Running redash on Kubernetes

Redash is a very handy tool that allows for you to connect to various data sources and produce interesting graphs. Your BI people most likely love it already.

Redash makes use of Redis, Postgres and a number of services written in Django as can be seen in this example docker-compose.yml file. However, there is very scarce information on how to run it on Kubernetes. I suspect that part of the reason is that while docker-compose.yml makes use of YAML’s merge, kubectl does not allow for this. So there exist templates that make a lot of redundant copies of a large block of lines. There must be a better way, right?

Since the example deployment with docker-compose runs all services on a single host, I decided to run my example deployment in a single pod with multiple containers. You can always switch to a better deployment to suit your needs if you like afterwards.

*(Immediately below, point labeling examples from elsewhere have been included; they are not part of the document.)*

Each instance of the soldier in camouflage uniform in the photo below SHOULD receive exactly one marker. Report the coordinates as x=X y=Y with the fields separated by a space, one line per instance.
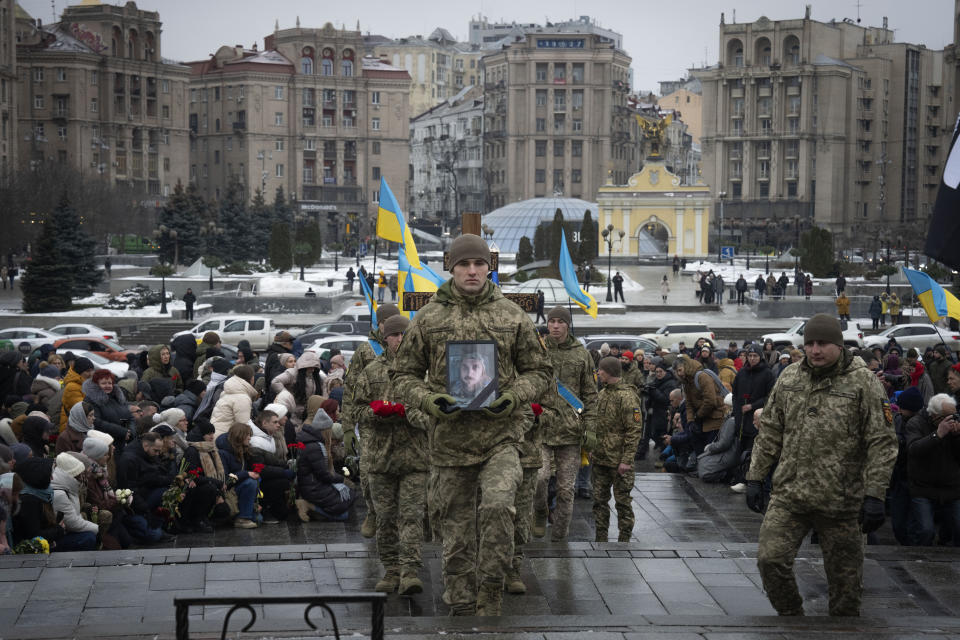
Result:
x=619 y=427
x=363 y=356
x=473 y=450
x=395 y=448
x=827 y=426
x=563 y=429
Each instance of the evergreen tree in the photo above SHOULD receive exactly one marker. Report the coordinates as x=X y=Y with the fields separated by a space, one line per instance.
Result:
x=76 y=246
x=524 y=252
x=48 y=279
x=281 y=256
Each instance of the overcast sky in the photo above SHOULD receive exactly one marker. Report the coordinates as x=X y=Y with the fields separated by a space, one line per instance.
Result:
x=663 y=38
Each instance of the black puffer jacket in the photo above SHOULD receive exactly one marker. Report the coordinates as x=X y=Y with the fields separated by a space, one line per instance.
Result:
x=314 y=479
x=112 y=411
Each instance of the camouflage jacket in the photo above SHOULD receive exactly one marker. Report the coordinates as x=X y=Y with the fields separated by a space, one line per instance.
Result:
x=362 y=357
x=390 y=445
x=420 y=369
x=573 y=366
x=831 y=436
x=619 y=425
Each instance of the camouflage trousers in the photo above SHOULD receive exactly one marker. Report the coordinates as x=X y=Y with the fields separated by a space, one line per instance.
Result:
x=781 y=535
x=605 y=478
x=521 y=521
x=565 y=461
x=477 y=538
x=400 y=500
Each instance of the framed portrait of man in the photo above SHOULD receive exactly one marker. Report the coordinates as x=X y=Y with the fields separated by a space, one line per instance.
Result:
x=472 y=373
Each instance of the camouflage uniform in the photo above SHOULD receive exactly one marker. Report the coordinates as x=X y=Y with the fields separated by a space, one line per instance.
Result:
x=563 y=428
x=362 y=357
x=831 y=435
x=395 y=450
x=473 y=451
x=619 y=427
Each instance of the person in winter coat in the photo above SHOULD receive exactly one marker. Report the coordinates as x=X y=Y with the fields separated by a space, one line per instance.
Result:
x=321 y=490
x=36 y=516
x=111 y=407
x=160 y=366
x=269 y=448
x=235 y=453
x=81 y=534
x=81 y=371
x=185 y=354
x=750 y=390
x=236 y=402
x=722 y=456
x=81 y=420
x=933 y=470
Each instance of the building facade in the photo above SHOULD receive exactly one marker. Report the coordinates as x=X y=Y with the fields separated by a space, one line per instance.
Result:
x=556 y=117
x=96 y=93
x=446 y=159
x=828 y=124
x=310 y=114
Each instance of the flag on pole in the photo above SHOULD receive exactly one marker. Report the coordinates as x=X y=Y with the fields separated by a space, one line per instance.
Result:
x=392 y=226
x=935 y=300
x=569 y=275
x=943 y=235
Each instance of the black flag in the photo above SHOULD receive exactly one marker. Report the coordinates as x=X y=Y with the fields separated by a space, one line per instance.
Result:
x=943 y=236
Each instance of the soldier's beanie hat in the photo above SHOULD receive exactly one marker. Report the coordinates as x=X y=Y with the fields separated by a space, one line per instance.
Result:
x=395 y=324
x=468 y=247
x=611 y=366
x=386 y=311
x=910 y=399
x=824 y=328
x=560 y=313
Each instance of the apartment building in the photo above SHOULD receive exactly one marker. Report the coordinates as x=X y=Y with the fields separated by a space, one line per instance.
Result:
x=556 y=117
x=95 y=92
x=309 y=113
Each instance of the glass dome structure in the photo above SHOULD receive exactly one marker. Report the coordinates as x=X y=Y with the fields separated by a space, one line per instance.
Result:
x=518 y=219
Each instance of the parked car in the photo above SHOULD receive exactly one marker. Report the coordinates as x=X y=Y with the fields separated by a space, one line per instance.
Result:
x=31 y=335
x=793 y=337
x=918 y=335
x=106 y=348
x=688 y=333
x=594 y=342
x=118 y=369
x=75 y=330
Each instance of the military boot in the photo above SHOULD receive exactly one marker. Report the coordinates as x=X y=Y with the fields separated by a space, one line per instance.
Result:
x=389 y=582
x=409 y=581
x=539 y=528
x=490 y=598
x=369 y=527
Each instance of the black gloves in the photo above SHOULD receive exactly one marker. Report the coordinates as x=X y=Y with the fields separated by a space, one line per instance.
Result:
x=756 y=501
x=872 y=514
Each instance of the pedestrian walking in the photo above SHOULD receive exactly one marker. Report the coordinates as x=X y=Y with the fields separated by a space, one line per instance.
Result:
x=834 y=483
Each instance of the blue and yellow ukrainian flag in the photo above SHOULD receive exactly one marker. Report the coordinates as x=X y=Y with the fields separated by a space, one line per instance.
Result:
x=569 y=275
x=392 y=226
x=935 y=300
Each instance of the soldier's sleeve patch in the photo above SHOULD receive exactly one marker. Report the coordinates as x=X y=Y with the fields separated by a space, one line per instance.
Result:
x=887 y=413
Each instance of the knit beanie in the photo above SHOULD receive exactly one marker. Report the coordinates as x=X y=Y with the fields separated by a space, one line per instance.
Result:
x=69 y=465
x=82 y=364
x=611 y=366
x=468 y=247
x=560 y=313
x=823 y=328
x=95 y=448
x=395 y=324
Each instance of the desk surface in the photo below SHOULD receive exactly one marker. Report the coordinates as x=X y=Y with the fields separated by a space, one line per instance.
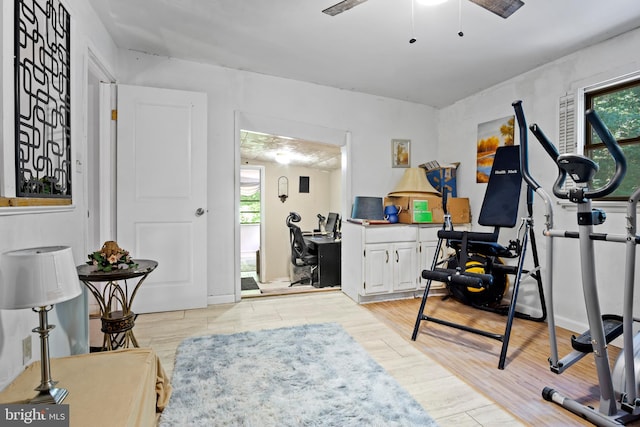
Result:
x=321 y=239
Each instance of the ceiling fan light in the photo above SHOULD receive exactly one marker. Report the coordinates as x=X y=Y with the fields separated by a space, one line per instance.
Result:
x=283 y=158
x=431 y=2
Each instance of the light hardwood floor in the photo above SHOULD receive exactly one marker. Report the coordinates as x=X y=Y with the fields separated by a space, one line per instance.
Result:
x=447 y=398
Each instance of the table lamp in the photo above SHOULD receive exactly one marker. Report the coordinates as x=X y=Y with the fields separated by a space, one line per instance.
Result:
x=38 y=278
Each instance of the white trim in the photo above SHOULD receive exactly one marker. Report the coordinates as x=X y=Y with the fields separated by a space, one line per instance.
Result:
x=20 y=210
x=7 y=149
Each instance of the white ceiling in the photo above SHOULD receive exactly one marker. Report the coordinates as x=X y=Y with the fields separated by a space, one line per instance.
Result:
x=366 y=49
x=259 y=147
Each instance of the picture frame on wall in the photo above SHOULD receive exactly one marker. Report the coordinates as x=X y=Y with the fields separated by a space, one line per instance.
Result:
x=401 y=153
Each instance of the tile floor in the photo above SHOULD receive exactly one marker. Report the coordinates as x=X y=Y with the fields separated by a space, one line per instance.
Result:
x=445 y=397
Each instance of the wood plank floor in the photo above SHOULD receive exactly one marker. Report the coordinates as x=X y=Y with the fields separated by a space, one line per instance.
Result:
x=474 y=358
x=447 y=398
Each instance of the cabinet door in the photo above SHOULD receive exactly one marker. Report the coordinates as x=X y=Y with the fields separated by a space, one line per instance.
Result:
x=404 y=266
x=426 y=252
x=377 y=268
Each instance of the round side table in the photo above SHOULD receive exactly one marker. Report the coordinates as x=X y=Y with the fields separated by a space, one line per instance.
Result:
x=115 y=300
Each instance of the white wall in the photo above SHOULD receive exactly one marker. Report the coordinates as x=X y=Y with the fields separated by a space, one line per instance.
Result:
x=373 y=122
x=540 y=90
x=66 y=227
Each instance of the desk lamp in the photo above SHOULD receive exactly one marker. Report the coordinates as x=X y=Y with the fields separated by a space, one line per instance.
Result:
x=38 y=278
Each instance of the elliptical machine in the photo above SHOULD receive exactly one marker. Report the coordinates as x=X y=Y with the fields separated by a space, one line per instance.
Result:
x=619 y=403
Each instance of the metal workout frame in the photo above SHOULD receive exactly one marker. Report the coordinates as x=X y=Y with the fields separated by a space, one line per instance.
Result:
x=619 y=403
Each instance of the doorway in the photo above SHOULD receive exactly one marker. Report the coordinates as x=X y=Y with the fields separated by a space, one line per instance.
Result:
x=251 y=230
x=274 y=261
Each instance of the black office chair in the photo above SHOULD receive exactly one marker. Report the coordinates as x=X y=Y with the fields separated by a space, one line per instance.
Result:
x=301 y=255
x=476 y=274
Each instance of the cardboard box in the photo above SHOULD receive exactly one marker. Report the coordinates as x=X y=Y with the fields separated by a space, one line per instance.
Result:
x=459 y=210
x=417 y=209
x=442 y=178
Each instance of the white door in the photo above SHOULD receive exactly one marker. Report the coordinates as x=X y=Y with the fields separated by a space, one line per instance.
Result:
x=161 y=193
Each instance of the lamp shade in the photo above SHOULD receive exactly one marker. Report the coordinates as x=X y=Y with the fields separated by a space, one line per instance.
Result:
x=413 y=181
x=37 y=277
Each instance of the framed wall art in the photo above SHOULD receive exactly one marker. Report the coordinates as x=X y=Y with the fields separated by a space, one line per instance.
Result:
x=491 y=135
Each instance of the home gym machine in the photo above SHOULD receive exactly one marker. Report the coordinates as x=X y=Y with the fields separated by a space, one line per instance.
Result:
x=476 y=274
x=619 y=403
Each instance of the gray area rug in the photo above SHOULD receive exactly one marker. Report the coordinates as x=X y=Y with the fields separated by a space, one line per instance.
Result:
x=310 y=375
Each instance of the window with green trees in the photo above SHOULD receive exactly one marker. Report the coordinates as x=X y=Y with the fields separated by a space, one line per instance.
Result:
x=619 y=108
x=250 y=208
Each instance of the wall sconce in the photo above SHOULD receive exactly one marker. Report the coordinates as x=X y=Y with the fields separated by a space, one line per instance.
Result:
x=283 y=188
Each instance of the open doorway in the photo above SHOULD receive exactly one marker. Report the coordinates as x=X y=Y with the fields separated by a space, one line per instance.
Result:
x=251 y=208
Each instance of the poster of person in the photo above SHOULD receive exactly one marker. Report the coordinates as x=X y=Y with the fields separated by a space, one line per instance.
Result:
x=492 y=135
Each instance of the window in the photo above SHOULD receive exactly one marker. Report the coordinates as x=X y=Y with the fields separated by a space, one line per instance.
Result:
x=618 y=106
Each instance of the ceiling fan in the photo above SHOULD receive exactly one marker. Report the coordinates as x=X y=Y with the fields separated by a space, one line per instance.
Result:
x=502 y=8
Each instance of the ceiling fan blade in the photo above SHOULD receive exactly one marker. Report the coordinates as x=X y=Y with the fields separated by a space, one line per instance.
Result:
x=503 y=8
x=342 y=6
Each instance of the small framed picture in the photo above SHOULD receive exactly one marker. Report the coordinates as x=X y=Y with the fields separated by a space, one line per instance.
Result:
x=401 y=153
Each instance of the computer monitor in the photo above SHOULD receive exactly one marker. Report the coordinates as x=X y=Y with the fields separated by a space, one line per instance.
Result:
x=332 y=223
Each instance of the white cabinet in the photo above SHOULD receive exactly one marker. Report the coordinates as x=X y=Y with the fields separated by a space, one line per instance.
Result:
x=381 y=262
x=389 y=267
x=403 y=266
x=377 y=268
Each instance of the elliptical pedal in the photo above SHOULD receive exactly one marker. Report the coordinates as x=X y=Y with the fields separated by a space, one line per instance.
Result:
x=612 y=329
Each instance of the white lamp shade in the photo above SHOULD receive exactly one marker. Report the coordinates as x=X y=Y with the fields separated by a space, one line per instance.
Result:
x=37 y=277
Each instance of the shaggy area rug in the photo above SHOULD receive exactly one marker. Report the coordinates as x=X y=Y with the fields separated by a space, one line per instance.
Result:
x=310 y=375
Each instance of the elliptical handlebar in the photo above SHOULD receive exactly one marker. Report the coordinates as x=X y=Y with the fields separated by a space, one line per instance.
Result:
x=552 y=151
x=609 y=142
x=524 y=146
x=614 y=150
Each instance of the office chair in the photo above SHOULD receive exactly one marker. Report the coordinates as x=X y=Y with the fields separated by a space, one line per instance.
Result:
x=476 y=274
x=301 y=256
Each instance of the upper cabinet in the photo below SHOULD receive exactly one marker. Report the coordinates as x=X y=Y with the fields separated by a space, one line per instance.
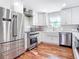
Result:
x=75 y=15
x=70 y=16
x=39 y=19
x=66 y=16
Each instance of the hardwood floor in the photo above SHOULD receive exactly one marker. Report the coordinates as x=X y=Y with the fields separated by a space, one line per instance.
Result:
x=47 y=51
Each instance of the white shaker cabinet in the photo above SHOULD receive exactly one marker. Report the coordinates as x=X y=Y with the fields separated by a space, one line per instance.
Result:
x=39 y=19
x=75 y=15
x=66 y=16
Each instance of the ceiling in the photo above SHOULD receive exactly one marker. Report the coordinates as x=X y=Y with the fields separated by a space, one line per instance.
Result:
x=49 y=5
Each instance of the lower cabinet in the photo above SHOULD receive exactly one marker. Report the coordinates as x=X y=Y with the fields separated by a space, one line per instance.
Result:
x=11 y=50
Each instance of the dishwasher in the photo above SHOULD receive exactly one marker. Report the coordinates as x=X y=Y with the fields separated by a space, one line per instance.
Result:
x=65 y=39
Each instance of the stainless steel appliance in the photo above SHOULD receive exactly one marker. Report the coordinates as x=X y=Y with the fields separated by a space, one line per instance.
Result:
x=5 y=27
x=9 y=46
x=65 y=39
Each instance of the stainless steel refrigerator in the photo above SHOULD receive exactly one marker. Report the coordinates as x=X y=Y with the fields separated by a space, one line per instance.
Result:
x=65 y=39
x=5 y=27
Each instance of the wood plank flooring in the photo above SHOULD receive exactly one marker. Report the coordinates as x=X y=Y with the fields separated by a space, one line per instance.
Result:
x=47 y=51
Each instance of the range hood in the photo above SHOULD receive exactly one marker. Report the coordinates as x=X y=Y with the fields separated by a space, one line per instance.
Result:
x=28 y=12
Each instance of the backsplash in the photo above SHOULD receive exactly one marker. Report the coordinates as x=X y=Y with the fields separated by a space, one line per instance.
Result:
x=62 y=28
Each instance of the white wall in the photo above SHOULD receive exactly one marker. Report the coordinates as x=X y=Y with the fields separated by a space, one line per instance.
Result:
x=5 y=3
x=15 y=5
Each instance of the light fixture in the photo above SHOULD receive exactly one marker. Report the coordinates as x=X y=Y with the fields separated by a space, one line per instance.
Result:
x=64 y=4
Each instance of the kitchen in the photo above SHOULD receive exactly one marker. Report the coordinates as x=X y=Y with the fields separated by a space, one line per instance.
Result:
x=39 y=29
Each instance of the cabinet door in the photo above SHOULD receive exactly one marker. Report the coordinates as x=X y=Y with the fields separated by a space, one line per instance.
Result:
x=75 y=15
x=66 y=16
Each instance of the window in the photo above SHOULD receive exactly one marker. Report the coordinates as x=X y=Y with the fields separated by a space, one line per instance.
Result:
x=55 y=21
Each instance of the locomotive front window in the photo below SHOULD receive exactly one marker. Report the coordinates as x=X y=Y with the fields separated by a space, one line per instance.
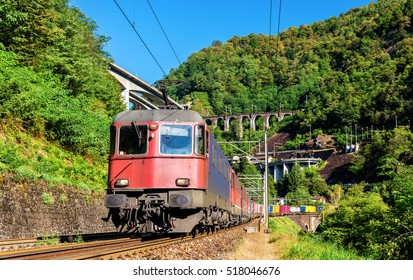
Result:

Next, was my quest on how to deal with the redundancy needed for the environment variables used by the different Redash containers. If only there was a template or macro language I could use. Well the most readily available, with the less installation hassle (if not already on your system) is m4. And you do not have to do weird sendmail.cf stuff as you will see. Using m4 allows us to run something like m4 redash-deployment-simple.m4 | kubectl apply -f - and be done with it:

divert(-1)
define(redash_environment, `
        - name: PYTHONUNBUFFERED
          value: "0"
        - name: REDASH_REDIS_URL
          value: "redis://127.0.0.1:6379/0"
        - name: REDASH_MAIL_USERNAME
          value: "redash"
        - name: REDASH_MAIL_USE_TLS
          value: "true"
        - name: REDASH_MAIL_USE_SSL
          value: "false"
        - name: REDASH_MAIL_SERVER
          value: "mail.example.net"
        - name: REDASH_MAIL_PORT
          value: "587"
        - name: REDASH_MAIL_PASSWORD
          value: "password"
        - name: REDASH_MAIL_DEFAULT_SENDER
          value: "redash@mail.example.net"
        - name: REDASH_LOG_LEVEL
          value: "INFO"
        - name: REDASH_DATABASE_URL
          value: "postgresql://redash:redash@127.0.0.1:5432/redash"
        - name: REDASH_COOKIE_SECRET
          value: "not-so-secret"
        - name: REDASH_ADDITIONAL_QUERY_RUNNERS
          value: "redash.query_runner.python"
')

divert(0)
---
apiVersion: apps/v1
kind: Deployment
metadata:
  name: redash
  labels:
    app: redash
spec:
  replicas: 1
  selector:
    matchLabels:
      app: redash
  strategy:
    rollingUpdate:
      maxSurge: 0
      maxUnavailable: 1
    type: RollingUpdate
  template:
    metadata:
      labels:
        app: redash
    spec:
      containers:
      - name: redis
        image: redis
        ports:
        - name: redis
          containerPort: 6379
      - name: postgres
        image: postgres:11
        env:
        - name: POSTGRES_USER
          value: redash
        - name: POSTGRES_PASSWORD
          value: redash
        - name: POSTGRES_DB
          value: redash
        ports:
        - name: postgres
          containerPort: 5432
      - name: server
        image: redash/redash
        args: [ "server" ]
        env:
        - name: REDASH_WEB_WORKERS
          value: "2"
        redash_environment
        ports:
        - name: redash
          containerPort: 5000
      - name:  scheduler
        image: redash/redash
        args: [ "scheduler" ]
        env:
        - name: QUEUES
          value: "celery"
        - name: WORKERS_COUNT
          value: "1"
        redash_environment
      - name: schedulded-worker
        image: redash/redash
        args: [ "worker" ]
        env:
        - name: QUEUES
          value: "scheduled_queries,schemas"
        - name: WORKERS_COUNT
          value: "1"
      - name: adhoc-worker
        image: redash/redash
        args: [ "worker" ]
        env:
        - name: QUEUES
          value: "queries"
        - name: WORKERS_COUNT
          value: "1"
        redash_environment
---
apiVersion: v1
kind: Service
metadata:
  name: redash-nodeport
spec:
  type: NodePort
  selector:
    app: redash
  ports:
  - port: 5000
    targetPort: 5000

You can grab redash-deployment.m4 from Pastebin. What we did above was to define the macro redash_environment (with care for proper indentation) and use this in the container definitions in the Pod instead of copy-pasting that bunch of lines four times. Yes, you could have done it with any other template processor too.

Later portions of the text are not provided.